But I get what your saying. Honestly I think they would best be served by stopping all edition creation altogether and just create content for 1e, 2e, 3e, and 4e. Have a supplement, create rules for it that can be used in a multi-edition platform for which everyone will by as it's based on their preferred style. A Races of Giants book, for example, would have rules and stats to use Giants in EVERY edition they have out. Then there can be multi-platform rules that are useful regardless of edition.
I could see that not working so well, since:
for any given book, only about 1/4 of the stat material would be relevant for most gamers. I suppose for flavor material that might not be a huge issue, but would probably factor into how people make purchases.
Basically this would be just Adventures and maybe the occasional splat book here and there or Setting specific books where the rules come into play. Also, there are supplements that can be edition neutral yet provide setting (generic at this point) features that can be used across editions. This might be world building ideas or certain rules on providing for large scale wars or engagments or supplying an army, etc. These can be separate from actual edition specific rules.
You would also need 4 different authors for each book, since I would imagine that it would be really difficult for one person to write for four systems all at once, without some rules confusion and inaccuracy setting in.
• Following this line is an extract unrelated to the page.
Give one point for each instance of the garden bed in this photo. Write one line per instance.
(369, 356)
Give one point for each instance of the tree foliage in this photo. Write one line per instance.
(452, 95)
Or you would have a much higher level of editing required. Either way, not sure how cost effective it would be.
Currently you can purchase the Sundering adventures that are utilizing the D&D: Next ruleset. They also have PDFs that you can download for free that covert the monsters into v3.5 and 4E right now As seen here. So they're already doing it, which I think wouldn't be too hard. And if it's put into v3.5 then a conversion to Pathfinder is pretty easy-peasy.